Dans le cadre de la question prioritaire de constitutionnalité, le Conseil constitutionnel abroge la disposition déjà promulguée qu’il juge inconstitutionnelle. Il peut choisir de moduler dans le temps les effets de sa décision. Il détermine également les conditions et limites dans lesquelles les effets que la disposition abrogée a produits sont susceptibles d’être remis en cause.

Le Conseil peut aussi assortir de conditions une déclaration de constitutionnalité en émettant des « réserves d’interprétation ». Celles-ci orienteront l’interprétation de la loi.

Contrôle de la compatibilité des accords internationaux avec la Constitution

Le Conseil constitutionnel peut être saisi aux fins de vérifier si un engagement international ne comporte pas de clauses contraires à la Constitution. Le droit de saisine est ouvert aux mêmes autorités que celles habilitées à le saisir en matière de contrôle de constitutionnalité des lois, y compris soixante députés ou soixante sénateurs depuis la révision constitutionnelle de 1992. S’il s’avère qu’une clause de ce type existe, la révision de la Constitution doit alors précéder la ratification de l’accord.

LA VÉRIFICATION DU RESPECT DES DOMAINES DE LA LOI ET DU RÈGLEMENT

L’ article 41 de la Constitution permet au Gouvernement et, depuis la révision de 2008, au Président de l’assemblée saisie d’opposer l’irrecevabilité à toute proposition de loi ou tout amendement considéré comme ne relevant pas du domaine de la loi. En cas de désaccord entre le Président de l’assemblée concernée et le Gouvernement, c’est au Conseil constitutionnel, saisi par l’un ou l’autre, qu’il appartient de trancher dans un délai de huit jours.

De même, l’ article 37, alinéa 2 de la Constitution donne au Conseil, saisi par le Premier ministre, un pouvoir de contrôle a posteriori du respect du domaine de la loi par les textes législatifs intervenus après l’entrée en vigueur de la Constitution de la Vème République. Il statue dans un délai d’un mois. S’il déclare que le texte de forme législative qui lui est soumis a le caractère réglementaire, il permet ainsi de le modifier par décret.

LA VÉRIFICATION DU RESPECT DU DOMAINE DE COMPÉTENCE DES COLLECTIVITÉS D'OUTRE-MER DOTÉES D'UN STATUT D'AUTONOMIE

Sur le fondement du neuvième alinéa de l’ article 74 de la Constitution, le Conseil constitutionnel est compétent pour constater qu’une loi promulguée postérieurement à l’entrée en vigueur du statut de la Polynésie française, de celui de Saint-Barthélemy ou de celui de Saint-Martin est intervenue dans le domaine de compétence de cette collectivité d’outre-mer, ce qui permet alors à l’assemblée délibérante de la collectivité de modifier ou d’abroger la disposition législative. Il doit être saisi par le président de l’exécutif ou de l’assemblée délibérante de la collectivité, le Premier ministre, le Président de l’Assemblée nationale ou le Président du Sénat, et statue dans un délai de trois mois.

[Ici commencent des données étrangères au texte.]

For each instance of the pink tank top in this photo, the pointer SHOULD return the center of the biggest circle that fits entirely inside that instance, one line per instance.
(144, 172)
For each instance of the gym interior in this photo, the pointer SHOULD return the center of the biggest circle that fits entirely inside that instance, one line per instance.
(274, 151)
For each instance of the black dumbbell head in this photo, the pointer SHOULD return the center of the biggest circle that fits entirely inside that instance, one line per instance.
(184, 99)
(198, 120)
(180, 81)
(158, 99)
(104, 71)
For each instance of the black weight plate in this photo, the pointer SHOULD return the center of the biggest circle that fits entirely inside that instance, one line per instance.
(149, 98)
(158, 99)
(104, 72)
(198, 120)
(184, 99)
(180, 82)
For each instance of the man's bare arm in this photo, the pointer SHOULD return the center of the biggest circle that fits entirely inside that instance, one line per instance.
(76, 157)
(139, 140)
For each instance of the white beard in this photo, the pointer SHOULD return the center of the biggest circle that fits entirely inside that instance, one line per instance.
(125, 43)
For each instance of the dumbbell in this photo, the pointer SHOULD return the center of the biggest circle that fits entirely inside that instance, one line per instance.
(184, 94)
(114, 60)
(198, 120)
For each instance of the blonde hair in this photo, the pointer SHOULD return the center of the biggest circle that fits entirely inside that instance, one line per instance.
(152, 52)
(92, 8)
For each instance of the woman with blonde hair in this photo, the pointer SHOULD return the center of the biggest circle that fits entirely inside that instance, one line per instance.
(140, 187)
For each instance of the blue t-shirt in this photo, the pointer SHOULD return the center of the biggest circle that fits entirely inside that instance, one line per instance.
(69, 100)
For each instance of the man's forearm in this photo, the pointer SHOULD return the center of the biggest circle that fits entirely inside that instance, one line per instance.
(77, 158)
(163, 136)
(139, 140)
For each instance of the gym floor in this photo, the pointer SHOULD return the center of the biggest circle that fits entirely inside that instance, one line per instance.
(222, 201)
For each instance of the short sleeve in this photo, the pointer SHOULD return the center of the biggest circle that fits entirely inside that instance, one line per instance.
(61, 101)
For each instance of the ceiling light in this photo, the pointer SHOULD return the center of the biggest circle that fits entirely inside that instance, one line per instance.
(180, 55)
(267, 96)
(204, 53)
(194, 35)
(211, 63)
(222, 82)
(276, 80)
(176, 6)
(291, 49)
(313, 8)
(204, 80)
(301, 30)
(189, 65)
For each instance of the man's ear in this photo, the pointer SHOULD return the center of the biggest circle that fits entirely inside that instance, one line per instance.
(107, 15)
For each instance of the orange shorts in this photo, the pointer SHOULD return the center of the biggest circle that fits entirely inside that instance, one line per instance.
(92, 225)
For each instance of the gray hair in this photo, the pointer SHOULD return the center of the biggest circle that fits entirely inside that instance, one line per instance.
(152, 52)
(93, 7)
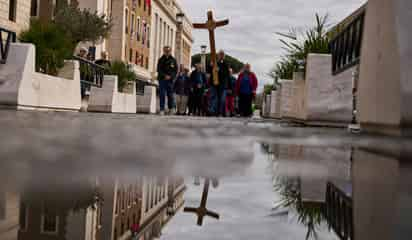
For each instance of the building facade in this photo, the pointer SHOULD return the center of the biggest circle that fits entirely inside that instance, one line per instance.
(167, 32)
(15, 14)
(130, 37)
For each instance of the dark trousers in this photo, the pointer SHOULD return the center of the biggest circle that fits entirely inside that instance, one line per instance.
(196, 102)
(245, 105)
(217, 100)
(166, 88)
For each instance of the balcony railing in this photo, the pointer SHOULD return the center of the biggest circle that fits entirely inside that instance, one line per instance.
(346, 46)
(6, 38)
(339, 212)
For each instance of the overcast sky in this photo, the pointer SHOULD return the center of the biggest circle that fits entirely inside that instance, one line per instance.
(250, 35)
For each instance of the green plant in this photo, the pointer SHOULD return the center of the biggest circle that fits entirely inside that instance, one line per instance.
(313, 40)
(52, 45)
(310, 214)
(124, 74)
(82, 25)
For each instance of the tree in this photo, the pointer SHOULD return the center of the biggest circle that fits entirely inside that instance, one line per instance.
(124, 74)
(234, 63)
(82, 25)
(313, 40)
(53, 45)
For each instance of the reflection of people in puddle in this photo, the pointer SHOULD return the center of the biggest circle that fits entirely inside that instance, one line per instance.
(202, 211)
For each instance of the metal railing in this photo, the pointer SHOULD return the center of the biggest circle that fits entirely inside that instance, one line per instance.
(140, 85)
(5, 43)
(346, 46)
(339, 212)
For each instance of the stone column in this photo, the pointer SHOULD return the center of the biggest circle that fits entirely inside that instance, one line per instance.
(385, 86)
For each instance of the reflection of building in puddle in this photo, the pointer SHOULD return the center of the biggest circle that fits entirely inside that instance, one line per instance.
(113, 211)
(314, 166)
(202, 210)
(301, 177)
(9, 215)
(382, 194)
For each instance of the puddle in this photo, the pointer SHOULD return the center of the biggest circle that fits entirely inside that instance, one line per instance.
(95, 176)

3. – Les autres compétences

Le Conseil constitutionnel, saisi par le Gouvernement, peut constater l’empêchement du Président de la République d’exercer ses fonctions.

Le Conseil constitutionnel est le juge des incompatibilités parlementaires. Si le bureau de l’assemblée à laquelle appartient le parlementaire émet un doute sur la situation du parlementaire, le Conseil peut être saisi de la question, à la demande du Bureau, du garde des Sceaux ou du parlementaire lui-même. Le Conseil peut également, à la demande d’une assemblée ou du garde des Sceaux, constater la déchéance d’un parlementaire dont l’inéligibilité se révèle après l’élection.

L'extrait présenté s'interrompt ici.